# Yearling doe developing an udder?



## samssimonsays (Aug 1, 2016)

As far as I know she's not bred. She was housed with a mother son pair and buckling was weaned and separated out. There's a chance she was bred, I know. But she was just in heat 1.5 weeks ago. She is a saanan/nubian doe who is LOUD normally but when she is in heat.... It can be unbearably worse. She also swings her but and swishers her tail at everything when she's in heat so it is super hard to miss. But here are a couple pics of what I am talking about. If she is, it's not the end of the world. If she's not.... Well, she's a goat so why am I even surprised she'd have something weird going on.


----------



## OneFineAcre (Aug 1, 2016)

Precocious Udder


----------



## Green Acres Farm (Aug 1, 2016)

Occasionally, especially in good dairy lines, a doe will come into milk without being bred. 
But, I had a doe who I didn't know was bred and she started developing a small udder. A week later I noticed it was just a little bit bigger.
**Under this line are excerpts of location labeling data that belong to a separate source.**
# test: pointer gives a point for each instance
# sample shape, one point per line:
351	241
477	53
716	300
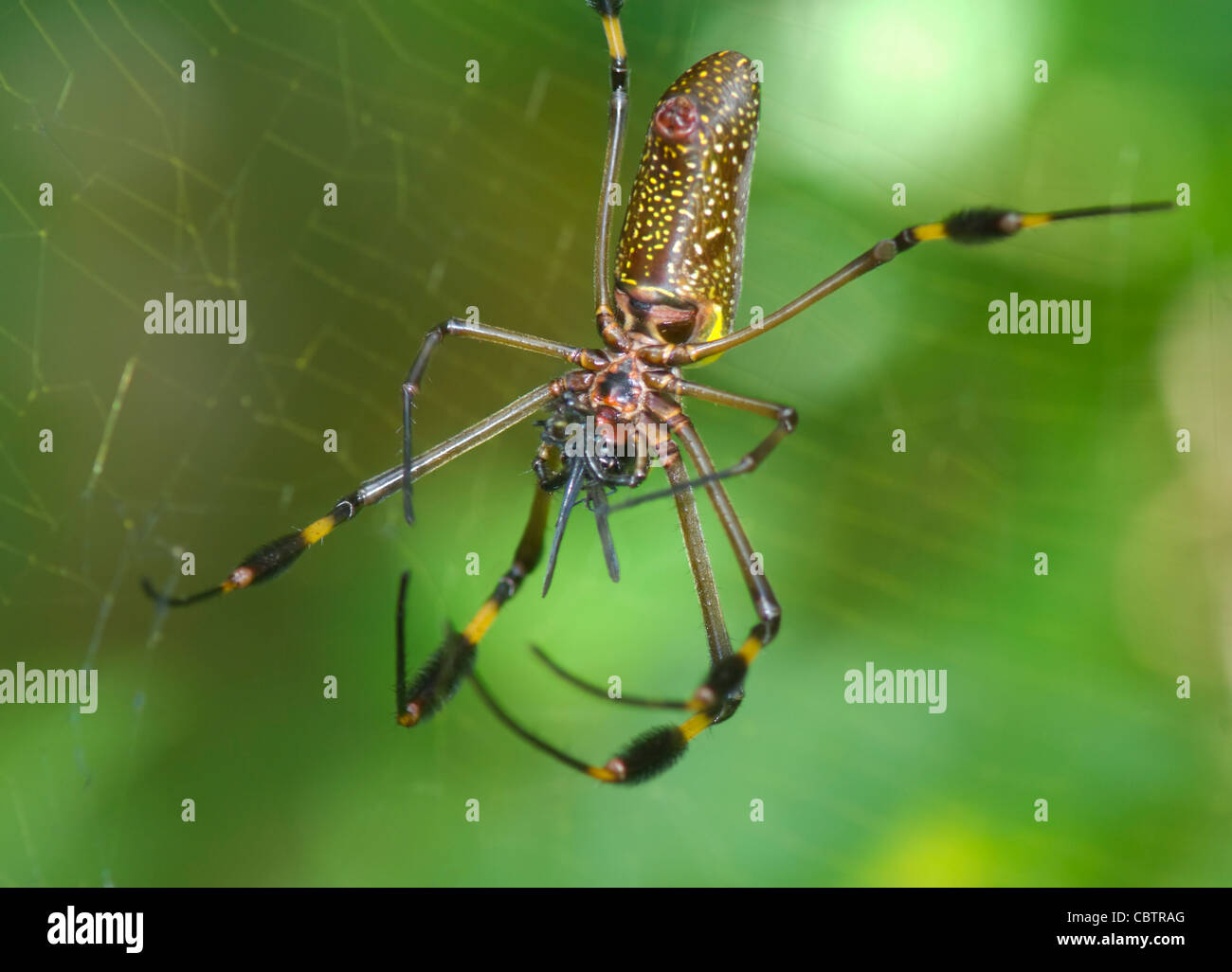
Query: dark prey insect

I was extremely surprised that she had milk in there when I squeezed it. I felt her ligs, and sure enough- they were gone! I got her to the kidding pen and she kidded that day. I had no idea! That fall the bucks busted into the doe pen...and got ALL the does at the time bred!


----------



## samssimonsays (Aug 1, 2016)

OneFineAcre said:


> Precocious Udder


I had heard about that before. Since her mom was a very good milk producer and her father was from big dairy lines there could be a decent chance that's what it was. I'm not expecting any babies but I'm also going to have to be ready if she did get bred by the buck kid before he was weaned... . My other doe has no signs of this at all and she's an Alpine only a month younger. If he got one, he'd have had to have gotten both. And his mother. :/ since tilda was in heat within a couple weeks ago I am assuming she's not bred...


----------



## Goat Whisperer (Aug 1, 2016)

Agreed with OFA.

We have had several with precocious udders. I think my buck had one too. 

One of our 5 months olds had one this year.


----------



## samssimonsays (Aug 1, 2016)

Goat Whisperer said:


> Agreed with OFA.
> 
> We have had several with precocious udders. I think my buck had one too.
> 
> One of our 5 months olds had one this year.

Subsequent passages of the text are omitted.